My flash fiction story ‘Swim camps’ was published in Antipodean SF, archived here.
Yoni shuffled to the grocery store, wincing with every step. His shoes were too small and his toes always swelled up when the temperature was over 35 degrees. Every fucking day was over 35 degrees here in Mildura. He should just wear thongs or sandals like all the Aussies did, but then people would notice his webbed toes. He could picture himself in the grocery line, making small talk with someone, and then they would look down at his feet and freeze mid-sentence. “Well well,” they’d say, “You’re a dark horse, Yoni. Kept that one quiet, didn’t ya?” This someone, who was probably a man now he thought about it, a member of the local football team, would grab Yoni by the shoulders. The police would arrive so fast — it would feel like only seconds. Yoni would still be standing there, rigid with shock, while they checked his hands too, spreading the fingers apart. No webbing, but the toes would be enough. They’d take him away and lock him up.

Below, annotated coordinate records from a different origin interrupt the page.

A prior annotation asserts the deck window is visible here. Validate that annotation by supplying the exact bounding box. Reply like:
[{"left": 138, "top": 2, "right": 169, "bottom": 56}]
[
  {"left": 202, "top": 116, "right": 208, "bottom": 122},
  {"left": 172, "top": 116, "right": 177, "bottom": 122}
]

He would spend the first night in the local cop station on the cold concrete floor, and then they’d transfer him to a special facility for other foreign freaks, probably in Canberra. They’d wake him at 4am by spraying water on his face and then make him exercise in the yard. They’d feed him a high protein diet. They’d want to keep him healthy and strong and desperate.
One morning he’d wake to find something slung over the bars of his cell. Swimming togs in his size. Ugly green with yellow stars, the Southern Cross aligning with his right butt cheek. Next to the togs he’d find swimming goggles and one of those rubber caps, plus a razor and cream to shave his legs. Anything to give him an advantage, as if his webbed toes weren’t enough. They would need to make sure of the victory. They had to win every race at every Olympics. It was in the Constitution — that’s what they’d say as they led him along a tiled hallway to the pool. ‘Do it for your country! We’ll all be watching!’ Then he would step out into the roaring crowd, people waving flags for all the different nations. He’d smell the chlorine and know that once he was in the water, he wouldn’t be able to resist. He’d swim fast. He’d swim for freedom. He’d win. And then they’d lock him up for another four years, their secret weapon hidden from prying eyes, so they could keep winning gold, gold, gold.
That was why he needed to wear shoes all the time, even on this short walk to the grocery store in the blazing summer sun. He had to hide what he really was, the secrets hidden in his DNA. He moved a hand to his large belly, wishing he lived in a climate where he could walk around in long overcoats. He needed something to cover his sleek porpoise curves. That was a giveaway too. One day, someone would spot his potential, the incredible streamlined shape of his blubbery body, the webbing between his elongated toes, but for now he was still free.